Spiace dirlo perché l’idea – che nel 2012 ha dato vita allo spettacolo all stars ‘La nave delle spose’ del Teatro Stabile di Catania per la regia di Giuseppe Dipasquale – ha lunghi studi e accurata preparazione emotiva e culturale alle spalle. Spiace dirlo perché alla firma di testo e regia c’è un’artista come Lucia Sardo, ch’è anche in scena con la sua tragica maschera di siciliana. Spiace dirlo, infine, perché sono del tutto evidenti l’impegno e la passione (che è pure nobilmente compassione) sottesi alla pièce.
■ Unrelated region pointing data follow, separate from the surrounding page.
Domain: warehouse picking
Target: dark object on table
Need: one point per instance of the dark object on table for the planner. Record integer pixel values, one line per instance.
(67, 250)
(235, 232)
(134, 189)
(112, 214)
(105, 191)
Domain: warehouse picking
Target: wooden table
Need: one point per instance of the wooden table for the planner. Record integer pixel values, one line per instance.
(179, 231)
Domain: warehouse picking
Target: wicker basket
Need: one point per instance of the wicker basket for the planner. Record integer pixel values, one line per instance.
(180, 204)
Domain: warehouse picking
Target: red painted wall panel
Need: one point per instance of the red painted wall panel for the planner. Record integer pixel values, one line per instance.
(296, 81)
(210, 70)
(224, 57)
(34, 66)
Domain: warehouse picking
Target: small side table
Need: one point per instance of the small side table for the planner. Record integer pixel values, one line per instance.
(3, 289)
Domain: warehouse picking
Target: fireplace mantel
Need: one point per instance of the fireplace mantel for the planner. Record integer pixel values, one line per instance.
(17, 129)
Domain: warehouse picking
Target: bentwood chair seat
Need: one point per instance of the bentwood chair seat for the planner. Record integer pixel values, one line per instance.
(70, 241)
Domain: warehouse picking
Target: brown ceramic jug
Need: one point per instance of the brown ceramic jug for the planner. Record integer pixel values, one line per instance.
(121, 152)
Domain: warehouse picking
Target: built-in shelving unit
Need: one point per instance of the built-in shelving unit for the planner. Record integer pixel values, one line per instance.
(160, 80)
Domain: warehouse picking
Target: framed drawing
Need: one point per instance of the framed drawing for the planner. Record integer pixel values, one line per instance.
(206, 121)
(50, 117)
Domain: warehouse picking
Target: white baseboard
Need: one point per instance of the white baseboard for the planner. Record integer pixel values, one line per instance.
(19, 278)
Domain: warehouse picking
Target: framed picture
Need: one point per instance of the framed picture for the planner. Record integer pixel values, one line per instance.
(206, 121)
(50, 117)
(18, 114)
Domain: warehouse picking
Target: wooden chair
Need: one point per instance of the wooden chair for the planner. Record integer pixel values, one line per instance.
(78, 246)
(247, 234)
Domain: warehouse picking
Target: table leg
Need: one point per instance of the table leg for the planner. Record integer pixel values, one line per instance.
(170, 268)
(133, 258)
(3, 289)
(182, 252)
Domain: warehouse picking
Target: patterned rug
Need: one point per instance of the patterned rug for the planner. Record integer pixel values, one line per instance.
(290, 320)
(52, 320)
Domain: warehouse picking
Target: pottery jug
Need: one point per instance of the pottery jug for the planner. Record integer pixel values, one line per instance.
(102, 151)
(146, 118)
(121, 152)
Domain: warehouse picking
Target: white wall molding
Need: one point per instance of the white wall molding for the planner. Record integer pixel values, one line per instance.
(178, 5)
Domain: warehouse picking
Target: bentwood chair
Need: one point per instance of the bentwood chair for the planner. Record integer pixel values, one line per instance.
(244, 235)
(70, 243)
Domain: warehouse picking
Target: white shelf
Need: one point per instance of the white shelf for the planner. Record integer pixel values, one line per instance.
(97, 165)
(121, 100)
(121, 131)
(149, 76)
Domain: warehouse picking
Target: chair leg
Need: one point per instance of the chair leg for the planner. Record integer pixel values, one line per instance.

Quel che accade in scena però è una collana di fotogrammi mal cuciti che comincia bene e va avanti assai faticosamente.
A valore della messinscena c’è la scelta di mischiare attori in carne e ossa e pupi siciliani. Emoziona decisamente la prima entrata in scena di una ‘bambola’ a rappresentare la prima delle spose per procura letteralmente mandate al sacrificio da una Sicilia misera in un’America miracolosa. Ed è di grande resa la scelta di far vedere apertamente gli espedienti, le invenzioni teatrali: la lastra che scossa fa il rumore della burrasca, l’appendiabiti che due teli bianchi trasformano a vista in nave, le vestine bianche di minuscole proporzioni … Inoltre è di ottima fattura la recitazione del giovane Gioacchino Cappelli, che interpreta l’uomo cattivo, l’uomo reso cattivo dalla povertà e dall’ignoranza. È grande teatro il momento in cui, illuminato da una reale tenerezza e da una sincera ammirazione, racconta del gallo nel suo pollaio, della sua forza, della sua alterigia, della sua potenza.
Ma quasi tutto il resto è stasi. Lucia Sardo e Sibilla Zuccarello (anche alle tastiere) fanno anzitutto troppo ricorso al reading. Sembra che leggano sempre, anche se non è così. I duetti tra loro e i singoli, brevi monologhi di ciascuna delle due non trovano l’energia dell’interpretazione, quasi bastassero le drammatiche storie raccontate a dare peso, forza, senso alla scena. Ma le parole non riescono a parlare da sole. Non in questo spettacolo. Forse mai. Comunque non in teatro che non è lettura personale di un testo.
E non bastano – mentre la pochezza delle azioni sceniche aggiunge peso, aggiunge lentezza – a impuntire la drammaturgia il semplice stratagemma di una colonna sonora suonata dal vivo, su musiche originali (di Sibilla Zuccarello e Gioacchino Cappelli) o quello di una canzone finale che dovrebbe raccogliere i fili della storia o quello di una discesa tra gli spettatori delle due protagoniste.
Alla fine lo spettacolo – nonostante le storie che racconta – non emoziona. Con il risultato che perfino l’ovvia risonanza con le attuali tragedie della migrazione verso la Sicilia, anch’esse tragedie del mare, si perde strada facendo.